LAKEVIEW — The Night Ministry's seasonal youth homeless shelter The Crib will now offer the service year-round thanks to additional city funding, prompting the organization and area residents to further collaborate on safety concerns before the weather warms up.
The Crib, which first started as a winter-only service in 2011, offers 20 beds to homeless youths every night at the Lakeview Lutheran Church, 835 W. Addison St. It is open from 9 p.m. to 9 a.m.
Since the shelter's inception, neighbors have complained they've seen backpacks left in their yards, fights in the church's parking lot and young people sleeping on porches. The fear is that youths who don't win the nightly lotteries for spots in the shelter will remain in the neighborhood for the night.
"This is a NIMBY [Not In My Backyard] issue," Ald.
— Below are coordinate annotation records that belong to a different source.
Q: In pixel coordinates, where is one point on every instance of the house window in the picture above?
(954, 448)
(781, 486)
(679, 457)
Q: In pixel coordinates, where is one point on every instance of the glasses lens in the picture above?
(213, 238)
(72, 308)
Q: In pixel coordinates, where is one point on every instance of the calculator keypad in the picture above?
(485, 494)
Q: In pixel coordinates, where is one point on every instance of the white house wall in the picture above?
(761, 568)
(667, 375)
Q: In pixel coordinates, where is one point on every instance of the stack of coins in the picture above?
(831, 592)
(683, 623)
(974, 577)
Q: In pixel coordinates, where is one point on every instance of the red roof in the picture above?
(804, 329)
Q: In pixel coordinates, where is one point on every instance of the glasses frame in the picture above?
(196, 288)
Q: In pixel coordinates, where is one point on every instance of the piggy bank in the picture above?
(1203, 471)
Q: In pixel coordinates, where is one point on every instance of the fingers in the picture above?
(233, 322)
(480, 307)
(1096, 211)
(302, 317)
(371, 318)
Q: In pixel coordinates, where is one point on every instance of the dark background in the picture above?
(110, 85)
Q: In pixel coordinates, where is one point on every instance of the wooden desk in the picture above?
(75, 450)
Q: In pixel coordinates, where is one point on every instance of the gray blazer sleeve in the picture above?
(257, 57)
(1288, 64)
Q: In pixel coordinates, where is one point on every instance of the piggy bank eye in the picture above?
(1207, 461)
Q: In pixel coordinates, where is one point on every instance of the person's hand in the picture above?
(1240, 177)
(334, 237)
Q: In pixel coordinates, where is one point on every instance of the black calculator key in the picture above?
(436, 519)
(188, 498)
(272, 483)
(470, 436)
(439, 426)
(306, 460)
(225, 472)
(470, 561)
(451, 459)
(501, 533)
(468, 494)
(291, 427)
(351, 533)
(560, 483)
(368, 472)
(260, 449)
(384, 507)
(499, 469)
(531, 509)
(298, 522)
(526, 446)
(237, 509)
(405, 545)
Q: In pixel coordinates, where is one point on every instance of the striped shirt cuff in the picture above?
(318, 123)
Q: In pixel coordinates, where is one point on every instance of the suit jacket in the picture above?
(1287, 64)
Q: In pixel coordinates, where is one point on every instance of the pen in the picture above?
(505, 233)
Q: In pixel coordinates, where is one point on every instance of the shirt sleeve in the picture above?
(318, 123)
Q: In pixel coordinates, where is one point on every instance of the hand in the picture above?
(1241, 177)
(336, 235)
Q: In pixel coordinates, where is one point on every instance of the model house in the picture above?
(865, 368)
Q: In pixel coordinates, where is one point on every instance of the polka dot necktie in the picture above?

Tom Tunney (44th) said at a recent CAPS meeting. "It's an issue of perception of safety."
Tunney, The Crib and neighbors are trying to tackle issues with the police by holding regular meetings to discuss issues such as noise and fights. Barbara Bolsen, vice president of programs at The Night Ministry, said the organization wants to be a good neighbor.
"Any program that you get started, there are going to be some growing pains," Bolsen said. "I think we’ve made a real effort to work proactively on a regular basis and take steps to address those concerns."
One tip from the cops: Even though the Town Hall Police District headquarters is across the street from the church, neighbors who see problems must report through 911 — not by walking into the station. That way, the police have a record for addressing complaints, Sgt. Jason Clark said at a recent CAPS meeting.
"Now that this is 365 days a year, we have to make sure we have a relationship," Tunney said at the meeting.
The city's new funding also benefited shelters in North Lawndale, Logan Square and Englewood, for a total of 109 new year-round beds for homeless youths in the city. In 2012, Chicago had only 266 beds for thousands of unaccompanied youths, according to estimates from the Chicago Coalition for the Homeless.
Because the youths often leave home due to conflict with family due to sexual identity, there's a perception that many of them come to Lakeview for its welcoming LGBT community, Tunney said.
"Our hope is there will be more shelters and more services," he said.